Vox Pop 3: My emotions were stirred when I heard about this story and without having any prior connection to the man, I felt like I was related to him and that relationship has brought me here today. I’m really pleased that today, so many years after Pooran’s death, we’re gathered here as a community, to pay our respects to him. If it’s true that the spirit lives on after death, then today, Pooran’s spirit will be extremely pleased to see the whole community together,  to see the love and respect his community is showing him. 


Vox Pop 4: I’m here as a visitor from India. When I heard about this story in the past few days, I felt really good that a Sikh’s ashes have been preserved here for so long – something we didn’t know in India. And then, when Manpreet traced Pooran’s family in India, and told Kapil ji about this story which inspired him to come here today, I feel really proud. It’s wonderful that I’m only here in Australia as a visitor from India, and today have a chance to participate in an event like this in which the entire community has come together. 

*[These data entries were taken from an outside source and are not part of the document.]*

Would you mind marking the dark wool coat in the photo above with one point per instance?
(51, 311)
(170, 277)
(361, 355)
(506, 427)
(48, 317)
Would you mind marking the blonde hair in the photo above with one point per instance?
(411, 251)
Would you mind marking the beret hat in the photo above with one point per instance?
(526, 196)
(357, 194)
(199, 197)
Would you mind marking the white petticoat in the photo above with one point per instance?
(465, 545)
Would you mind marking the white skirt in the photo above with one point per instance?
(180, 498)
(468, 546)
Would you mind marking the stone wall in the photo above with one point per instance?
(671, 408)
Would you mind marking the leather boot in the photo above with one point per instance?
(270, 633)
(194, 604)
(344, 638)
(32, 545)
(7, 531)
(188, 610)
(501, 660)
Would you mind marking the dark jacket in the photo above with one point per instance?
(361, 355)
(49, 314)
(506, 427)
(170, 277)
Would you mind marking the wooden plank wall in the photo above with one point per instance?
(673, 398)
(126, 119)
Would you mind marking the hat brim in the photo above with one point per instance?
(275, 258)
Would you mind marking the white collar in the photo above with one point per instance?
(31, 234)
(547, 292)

Vox Pop 5: First of all it makes me really happy to see that our history, our heritage has been preserved here for so many years, and that too by an Australian family, an Aussie family. Then I wanted to find out more about this man, when did he come here, how, what did he do, that’s why I’m here today. Australia maybe a ‘foreign’ land for many of us, but when we come together like this, and see the unity and harmony within all communities, then one doesn’t feel like an outsider – one feels like one belongs here, like we are part of the Australian family. 

Vox Pop 6: When we first heard the program on SBS Radio, both my husband and I became very emotional that the ashes of one of our great grand ancestors are lying here and that they are trying to trace Pooran’s family in India. My husband and I had resolved that if no family can be traced, then we will come forward and help to repatriate the ashes. After that, Kapil Dev offered to come here and Pooran ji’s grand nephew was traced to England. We offered to host him in Australia and feel very privileged that Harmel Uppal, who has come from England, is now staying with us. We feel that even we have contributed in a small way to fulfil his last wish. 

Vox Pop 7: This is wonderful that we are here together, remembering someone who came here over a hundred years ago; he may have died decades ago but we still consider him to be our brother and are gathered here as family. 

Vox Pop 8: I’m so happy that we are here to collect the ashes today. We are even more proud of the local Warrnambool community that has worked so hard to preserve the ashes, especially in these days. We are very proud of the hand of friendship extended by the local community here. Everything that has happened today, how ever it has taken place, has been beautiful.